When you plot these errors out on a graph, you see that, at about 2-4 hours, the errors in the short-term model cross the errors in the mid-term. Beyond that timeframe, errors in the short-term model exceed those of the mid-term model.
Most current approaches subjectively blend these models to produce a continuous forecast for up to 48 hours. What’s different about your project?
This field is still new. Thus far there hasn’t been an effort to do a more sophisticated blending of the two models. We wanted to create a dynamic hybrid in which each model is simultaneously used to inform the other. We’re trying to come up with a practical approach to blend the short- and mid-term forecasts to produce the best overall forecast.
With a dynamic approach, you look at how well a model performed over the last two hours and what errors it produced. Then you adjust the model based on what you’ve learned—to give you the best forecast in the future over the next 2-6 hours. The dynamic or learning model turns out to be quite useful.
How did you test these models?
We obtained observational data from 2012 from the CHLV2 station of the National Oceanic and Atmospheric Administration’s (NOAA) Buoy Center, which is located offshore from Virginia Beach, as well as from a long-established meteorological tower in the Cabauw, Netherlands. The data include wind speed and direction for every 10 minutes.
In one-month segments, we ran short-term and mid-term models to predict wind speeds in 2- and 6-hour increments and compared the models against the observational data. The mid-term model showed significant errors in predicting wind speed, while the short-term model gave more accurate predictions.
We wanted to see if we could further improve the short-term predictions, so we applied an ensemble of three models: a persistence model, a linear regression model, and a Mass Spring Damper model.

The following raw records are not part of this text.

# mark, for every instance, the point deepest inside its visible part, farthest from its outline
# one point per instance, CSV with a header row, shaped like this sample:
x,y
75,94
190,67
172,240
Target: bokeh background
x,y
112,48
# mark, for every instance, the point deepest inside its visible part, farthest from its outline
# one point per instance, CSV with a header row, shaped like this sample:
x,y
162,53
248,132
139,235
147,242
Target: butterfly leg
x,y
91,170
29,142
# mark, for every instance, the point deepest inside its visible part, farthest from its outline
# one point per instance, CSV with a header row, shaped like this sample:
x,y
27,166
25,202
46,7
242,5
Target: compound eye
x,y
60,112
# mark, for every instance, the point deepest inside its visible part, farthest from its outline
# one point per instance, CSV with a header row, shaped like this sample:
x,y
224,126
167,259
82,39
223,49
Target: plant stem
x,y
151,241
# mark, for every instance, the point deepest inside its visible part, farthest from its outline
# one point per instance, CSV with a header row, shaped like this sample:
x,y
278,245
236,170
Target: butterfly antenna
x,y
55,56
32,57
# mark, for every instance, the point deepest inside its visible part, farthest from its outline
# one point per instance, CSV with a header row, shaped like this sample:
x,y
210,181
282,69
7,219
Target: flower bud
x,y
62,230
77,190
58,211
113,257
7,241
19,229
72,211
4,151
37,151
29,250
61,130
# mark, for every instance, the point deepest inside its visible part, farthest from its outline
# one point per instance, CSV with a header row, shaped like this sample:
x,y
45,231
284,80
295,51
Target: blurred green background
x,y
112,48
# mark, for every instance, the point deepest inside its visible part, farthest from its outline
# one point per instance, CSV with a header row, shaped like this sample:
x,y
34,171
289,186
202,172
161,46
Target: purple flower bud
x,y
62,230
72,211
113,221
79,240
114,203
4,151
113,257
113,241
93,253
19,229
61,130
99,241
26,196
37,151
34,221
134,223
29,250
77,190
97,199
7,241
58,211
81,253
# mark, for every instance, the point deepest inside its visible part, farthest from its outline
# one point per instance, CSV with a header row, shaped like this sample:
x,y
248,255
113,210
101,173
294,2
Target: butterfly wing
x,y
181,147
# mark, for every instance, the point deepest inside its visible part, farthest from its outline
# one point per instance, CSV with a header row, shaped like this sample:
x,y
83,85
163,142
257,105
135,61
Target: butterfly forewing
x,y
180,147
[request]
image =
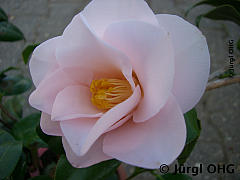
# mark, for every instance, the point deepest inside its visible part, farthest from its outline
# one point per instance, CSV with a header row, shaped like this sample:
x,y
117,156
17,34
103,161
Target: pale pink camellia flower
x,y
116,83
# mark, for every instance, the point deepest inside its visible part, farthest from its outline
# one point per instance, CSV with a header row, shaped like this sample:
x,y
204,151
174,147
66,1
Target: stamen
x,y
107,93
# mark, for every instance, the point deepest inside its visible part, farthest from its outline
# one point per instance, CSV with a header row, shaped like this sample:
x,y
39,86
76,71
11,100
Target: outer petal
x,y
110,118
74,102
79,47
150,50
43,60
43,97
76,130
149,144
101,13
192,60
50,127
94,155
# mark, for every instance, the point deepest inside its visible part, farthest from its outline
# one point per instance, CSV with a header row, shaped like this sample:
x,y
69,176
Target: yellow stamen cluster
x,y
107,93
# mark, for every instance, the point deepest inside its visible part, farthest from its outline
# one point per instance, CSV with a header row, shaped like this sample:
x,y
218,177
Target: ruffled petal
x,y
50,127
101,13
93,156
119,123
150,50
79,47
76,131
192,60
74,102
43,60
44,96
149,144
110,118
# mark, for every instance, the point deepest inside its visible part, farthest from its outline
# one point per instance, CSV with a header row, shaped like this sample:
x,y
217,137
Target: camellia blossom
x,y
116,83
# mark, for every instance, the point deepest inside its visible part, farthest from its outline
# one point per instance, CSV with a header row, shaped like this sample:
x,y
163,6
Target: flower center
x,y
107,93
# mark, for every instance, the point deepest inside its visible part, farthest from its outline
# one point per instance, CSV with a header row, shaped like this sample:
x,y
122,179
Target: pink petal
x,y
79,47
119,123
150,50
43,60
93,156
110,118
76,131
192,60
43,97
50,127
74,102
149,144
102,13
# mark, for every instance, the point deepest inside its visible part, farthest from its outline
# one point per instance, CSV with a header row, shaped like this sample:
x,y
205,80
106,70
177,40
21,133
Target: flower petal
x,y
119,123
79,47
192,60
149,144
93,156
43,60
50,127
101,13
150,50
43,97
74,102
76,131
110,118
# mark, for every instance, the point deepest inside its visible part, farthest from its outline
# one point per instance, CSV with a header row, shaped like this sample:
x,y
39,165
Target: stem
x,y
5,124
222,82
220,71
35,158
7,113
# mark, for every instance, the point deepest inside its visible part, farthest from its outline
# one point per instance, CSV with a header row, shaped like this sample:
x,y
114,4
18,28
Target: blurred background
x,y
218,110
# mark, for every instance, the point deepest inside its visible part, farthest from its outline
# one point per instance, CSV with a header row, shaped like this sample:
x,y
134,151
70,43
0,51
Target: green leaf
x,y
234,3
193,132
14,85
14,107
2,73
54,142
27,52
3,15
42,177
9,32
10,151
25,130
99,171
171,176
224,12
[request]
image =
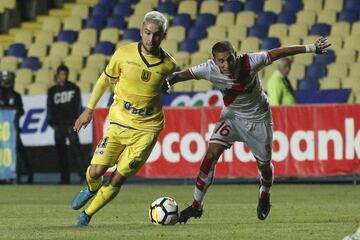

Based on the performance of each method in a given time period, we selected the model with lower error rates for the next time period.
For the two-hour timeframe, this approach showed a 9% improvement in mean errors and an 18% improvement in large errors. For the six-hour timeframe, this approach produced a 17% improvement in mean errors and a 40% improvement in large errors.
What is equally interesting is that we are now also finding that the blending significantly improves the mid-term forecast for the day ahead (around 24 hours into the future), by about 10 to 20%.
What implications do these findings have for the wind power industry?
If you are a wind operator, you don’t care about small or average errors. You care about the large errors. This blended learning model reduced large errors significantly.
When wind comprises a small percentage of power in the grid, no one cares much about variability. When it grows, you care a lot. A colleague of mine at Princeton says that the current uncertainty in forecasting wind will limit wind power on the East Coast to just 30% of total power. By improving the forecast, we can increase the maximum percentage of wind power that can come from variable renewables.
What future directions will your research take?
We still need more observational data to additionally validate and improve the short-term models. We will run the mid-term model in real-time and compare the results to real-time observational data. Another key factor in running large wind farms is prediction of the wind direction. We will use the same techniques to provide short- to mid-term wind direction predictions.
We will use these findings to prepare a proposal for a full study to the U.S. Department of Energy. We hope to assess the challenges of applying this hybrid model in operational settings. In the current climate, we are uncertain about energy funding, but there’s still a lot we can do improve these models in realistic environments.